Der britische Humor ist die Wiedergutmachung für die britische Küche. Ich erinnere mich, dass seine Früchte Menschen, die meinem Herzen sehr nahe sind, mitunter als seelische Kraftnahrung gedient haben – auch wenn mir selbst z.B. für das legendäre „Leben des Brian“ eine Portion Lockerheit gefehlt hat. Manchmal, hege ich den Verdacht, wirkt der britische Humor dadurch, dass er nicht als ausgeflippter „Flying Circus“ daher kommt, sondern abgrundtief seriös, als wolle er sich förmlich dagegen verwahren, mit Humor irgend etwas zu tun zu haben. Anders als bei den Gags von der Stange hat dann jeder Zeuge die Chance zum ganz individuellen Kichererlebnis: auf der Stelle, mit kleiner Reaktionszeit – oder auch erst abends beim Einschlafen, wenn die Skurrilität made in Britain unerwartet noch mal in der ganz privaten Tagesschau wieder auftaucht.
So ist es mir ergangen mit dem anderthalb-Sekunden-Bild aus der TV-Berichterstattung über die Unterhauswahl vor zwei Tagen. Auf der Insel wählt man auch in Kirchen; vielleicht eine Gewohnheit, die dem dortigen anglikanischen Staatskirchentum entsprossen ist. Andererseits soll diese unsere Schwesterkirche heutigentags auch nur mit Wasser kochen. Der Zulauf ist überschaubar. Deshalb wohl der hilfreiche schmucklose Wegweiser, den der deutsche Kameramann passgenau ins Bild holte: ein schwarzer Pfeil mit zwei Spitzen, dazu rechts das Wort „Vote=Wählen“, links „Pray=Beten“. Da hat der britische Nachbar, die Nachbarin, alle Optionen auf einen Blick: Kombi 1: erst wählen, dann beten: Kombi 2: erst beten, dann wählen! Oder eben: nur wählen oder nur beten. Bei den Kombi-Lösungen bietet sich die erste vermutlich an, wenn man der gerade gewählten parteiunabhängigen höheren Beistand mit auf den Weg geben möchte. Kombi 2 dient vielleicht vorrangig der Überprüfung der eigenen Wahlentscheidung. Sogar eine Kombi 3 ist ja noch vorstellbar: vorher und hinterher beten, im Sinne von Kombi 1 und 2, und dazwischen wählen.
Nur wählen, das ist okay – und vermutlich im säkularen Vereinten Königreich die am häufigsten praktizierte Variante. Unsere worldwide identische Bibel gibt ja keinen Anlass zu der Vermutung, dass wir Juden oder Christenmenschen sein müssten, um uns sorgfältig um das Wohl unserer Gemeinwesen zu kümmern.

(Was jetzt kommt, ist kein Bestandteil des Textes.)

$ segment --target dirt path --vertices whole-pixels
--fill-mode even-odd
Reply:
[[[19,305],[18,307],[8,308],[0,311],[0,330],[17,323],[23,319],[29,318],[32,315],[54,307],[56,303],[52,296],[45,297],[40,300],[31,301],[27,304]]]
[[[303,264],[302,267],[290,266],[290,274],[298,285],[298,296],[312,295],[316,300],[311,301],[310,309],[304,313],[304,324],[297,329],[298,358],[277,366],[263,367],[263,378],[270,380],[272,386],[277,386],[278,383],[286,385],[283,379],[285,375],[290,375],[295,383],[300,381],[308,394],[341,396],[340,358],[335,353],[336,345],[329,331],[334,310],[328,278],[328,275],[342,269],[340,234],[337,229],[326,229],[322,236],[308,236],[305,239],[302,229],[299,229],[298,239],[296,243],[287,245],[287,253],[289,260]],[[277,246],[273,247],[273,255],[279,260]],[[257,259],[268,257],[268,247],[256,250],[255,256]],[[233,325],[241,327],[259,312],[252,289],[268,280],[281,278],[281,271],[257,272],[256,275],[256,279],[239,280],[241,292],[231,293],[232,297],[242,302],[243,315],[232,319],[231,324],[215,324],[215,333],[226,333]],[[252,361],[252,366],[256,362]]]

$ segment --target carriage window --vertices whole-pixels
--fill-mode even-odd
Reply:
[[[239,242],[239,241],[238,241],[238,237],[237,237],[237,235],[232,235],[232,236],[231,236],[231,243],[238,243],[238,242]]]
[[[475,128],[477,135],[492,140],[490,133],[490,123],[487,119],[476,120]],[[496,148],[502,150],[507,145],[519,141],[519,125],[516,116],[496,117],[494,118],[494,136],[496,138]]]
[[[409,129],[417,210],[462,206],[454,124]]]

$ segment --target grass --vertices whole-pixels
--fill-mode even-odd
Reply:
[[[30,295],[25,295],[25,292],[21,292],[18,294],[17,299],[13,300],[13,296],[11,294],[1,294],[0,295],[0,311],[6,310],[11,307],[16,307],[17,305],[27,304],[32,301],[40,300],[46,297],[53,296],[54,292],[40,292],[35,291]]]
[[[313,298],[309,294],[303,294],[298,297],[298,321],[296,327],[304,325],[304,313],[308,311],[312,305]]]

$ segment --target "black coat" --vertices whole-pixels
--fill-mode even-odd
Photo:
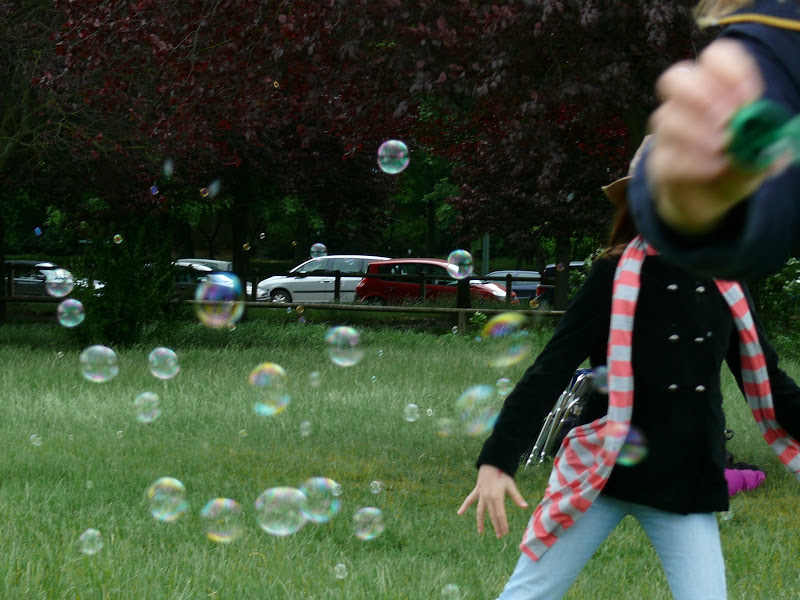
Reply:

Bloß die letzte Option „Pray only“, nichts als Beten, ist an Wahltagen in parlamentarischen Demokratien fragwürdig. Klar, es gibt gute politische Gründe, einmal gar keiner Partei den Rücken zu stärken. Aber dann sollten John und Mary, Hans und Grete imstande sein, in Worte zu fassen, warum sie das tun. Einfach so „kein Bock“ und sich dann an der himmlischen Klagemauer ausweinen: dagegen steht immer noch der großartige Satz des alten Jeremia: „Suchet der Stadt Bestes und betet für sie!“ Wer´s noch kürzer mag, kann sich an den Grundstein des abendländischen Mönchstums halten: „Ora et labora, bete und arbeite!“ Wählen gehen, in Rechtsstaaten ist das ein recht kleines Stückchen Gemeinwesenarbeit, aber das ist es auch. Wählen und beten, zwei ernsthafte und nützliche Tätigkeiten, die vorgestern beide auf diesem britischen Kirchengrundstück ihren Platz hatten. Was bevorzugt wo stattfinden sollte, darüber bedurfte es der Information. Und genau an diesem Punkt habe ich Ihrer Majestät Alltagshumoristen im Verdacht. War es der Pfarrer? Oder die Vorsitzende der lokalen Wahlkommission? Auf einem vergleichbarer Wegweiser bei uns im Dorf hätte gestanden: „Wahllokal links, Kirche rechts.“
Irgendeinem Briten, die oder den ich gern kennengelernt hätte, ist stattdessen diese raffinierte Verkürzung auf das Wesentliche eingefallen. Ich traue ihr oder ihm kreative, humorvolle Hintersinnigkeit zu, nein, ich möchte sie unterstellen. Finde deinen eigenen Weg mit oder zwischen pray and vote – und spüre dabei das Leben.